Bandita say that both in life and in their music it is important to remain positive when faced with adversity.
“There’s a ying and a yang to life,” said drummer, James Jones. “Focusing on negative internal stimuli can drive people into bad places, but it something that we explore because we are human.”
Following after Bandita was orchestral rock group, Symfinity.
The New York natives played songs “Everything I Know Explodes,” “Halfway,” “Flipside,” “Cries of Humanity,” and “With Me Know.”
Singer Seann Branchfield, as well as the other artists on the ballot, says that the reason he joined on to do Kore Fest 6 was not only due to the working relationship that he formed with Rozzik, but because the festival was promoting anti-bullying.
“We joined on to do Kore Fest 6 [presented by Hate the Hate] because I know [Kore], but also because we’ve all been bullied and we all know what it feels like,” said Branchfield. “It’s something we all can relate to.”
Sinaro were the next band to take the stage after Symfinity.
The hard rock and metal band performed their songs, “Last Memories(intro),” “No Salvation,” “Nothing Left In Us,” “Bullet Through Your Head,” “Bleed Your Sins,” “The Sun Burns In Disbelief,” and “The Fire in Me.”
The last act to take the stage before the founder of Kore Fest, was heavy metal band ANAKA, who performed songs, “Doomsday Divide,” “Deathborn,” “Ominous Visions,” “Erase,” “The Glorified Crusade,” “The Unwavering,” “Voice Of The Faceless,” and “Fall From Grace.”
As the band finished their set, fans in the crowd shouted for more, but it was time for Kore Rozzik to the stage.
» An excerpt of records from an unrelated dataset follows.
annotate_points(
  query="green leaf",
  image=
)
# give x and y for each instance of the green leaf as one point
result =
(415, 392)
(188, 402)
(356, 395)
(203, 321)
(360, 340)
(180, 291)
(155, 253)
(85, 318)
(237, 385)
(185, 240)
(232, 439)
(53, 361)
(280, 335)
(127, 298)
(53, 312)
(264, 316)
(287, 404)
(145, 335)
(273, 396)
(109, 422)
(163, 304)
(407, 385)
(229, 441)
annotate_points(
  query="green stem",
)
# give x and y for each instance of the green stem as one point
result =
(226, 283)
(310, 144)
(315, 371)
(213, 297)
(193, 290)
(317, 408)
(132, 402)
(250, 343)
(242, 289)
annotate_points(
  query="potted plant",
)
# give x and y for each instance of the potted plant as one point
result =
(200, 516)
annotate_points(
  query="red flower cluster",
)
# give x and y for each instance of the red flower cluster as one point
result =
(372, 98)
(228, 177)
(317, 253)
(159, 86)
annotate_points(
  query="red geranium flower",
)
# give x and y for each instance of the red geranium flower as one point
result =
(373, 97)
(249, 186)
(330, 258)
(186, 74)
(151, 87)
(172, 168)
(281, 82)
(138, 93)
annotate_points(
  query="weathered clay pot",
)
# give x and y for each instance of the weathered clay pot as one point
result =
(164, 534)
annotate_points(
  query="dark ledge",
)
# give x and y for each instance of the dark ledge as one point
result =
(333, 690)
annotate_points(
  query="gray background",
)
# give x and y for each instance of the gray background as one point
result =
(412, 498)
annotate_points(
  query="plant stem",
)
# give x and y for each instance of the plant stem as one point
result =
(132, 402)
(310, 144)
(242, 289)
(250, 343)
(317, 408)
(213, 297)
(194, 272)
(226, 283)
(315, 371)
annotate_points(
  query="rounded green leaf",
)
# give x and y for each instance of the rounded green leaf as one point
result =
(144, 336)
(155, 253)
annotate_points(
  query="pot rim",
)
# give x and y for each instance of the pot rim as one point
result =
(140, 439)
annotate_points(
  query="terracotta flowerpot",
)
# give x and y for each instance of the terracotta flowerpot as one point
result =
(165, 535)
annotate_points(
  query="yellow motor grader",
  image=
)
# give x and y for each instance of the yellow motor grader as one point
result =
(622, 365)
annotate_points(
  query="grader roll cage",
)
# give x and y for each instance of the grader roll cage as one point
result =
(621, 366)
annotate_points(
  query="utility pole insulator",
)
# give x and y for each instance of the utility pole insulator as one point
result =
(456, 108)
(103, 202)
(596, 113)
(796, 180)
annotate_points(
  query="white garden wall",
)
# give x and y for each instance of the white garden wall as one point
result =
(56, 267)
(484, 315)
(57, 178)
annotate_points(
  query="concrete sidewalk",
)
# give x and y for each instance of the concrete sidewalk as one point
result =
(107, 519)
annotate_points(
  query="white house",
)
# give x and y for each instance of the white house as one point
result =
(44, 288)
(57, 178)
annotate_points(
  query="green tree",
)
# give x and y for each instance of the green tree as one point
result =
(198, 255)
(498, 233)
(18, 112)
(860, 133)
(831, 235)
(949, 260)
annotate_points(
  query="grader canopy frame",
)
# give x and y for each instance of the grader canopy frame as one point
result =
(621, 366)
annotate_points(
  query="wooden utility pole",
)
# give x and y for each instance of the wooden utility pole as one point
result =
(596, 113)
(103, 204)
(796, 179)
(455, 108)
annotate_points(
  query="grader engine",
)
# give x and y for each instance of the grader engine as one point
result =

Rozzik’s set started with a dark stage, as figure took the stage, dimmed green lights began to show that the figure was a woman in lingerie. She began to dance around the stage as the intro to “Mistress” started playing and the band took the stage.
“Doomsday Walks,” “Welcome to the Party,” “Spellbound,” “Bitter Rat,” “Kill the Clown,” “Can’t Stop, Won’t Stop,” and “Psychological” were the other songs that Rozzik performed.
“I feel like [Kore Fest 6] was a real turning the page for Kore Rozzik,” said Rozzik. “I feel like I reinvented myself. I feel like I squashed a lot of the negativity that was out there, not just because we did this with Hate the Hate, but I just think we did such a strong performance. We gave it everything we could.”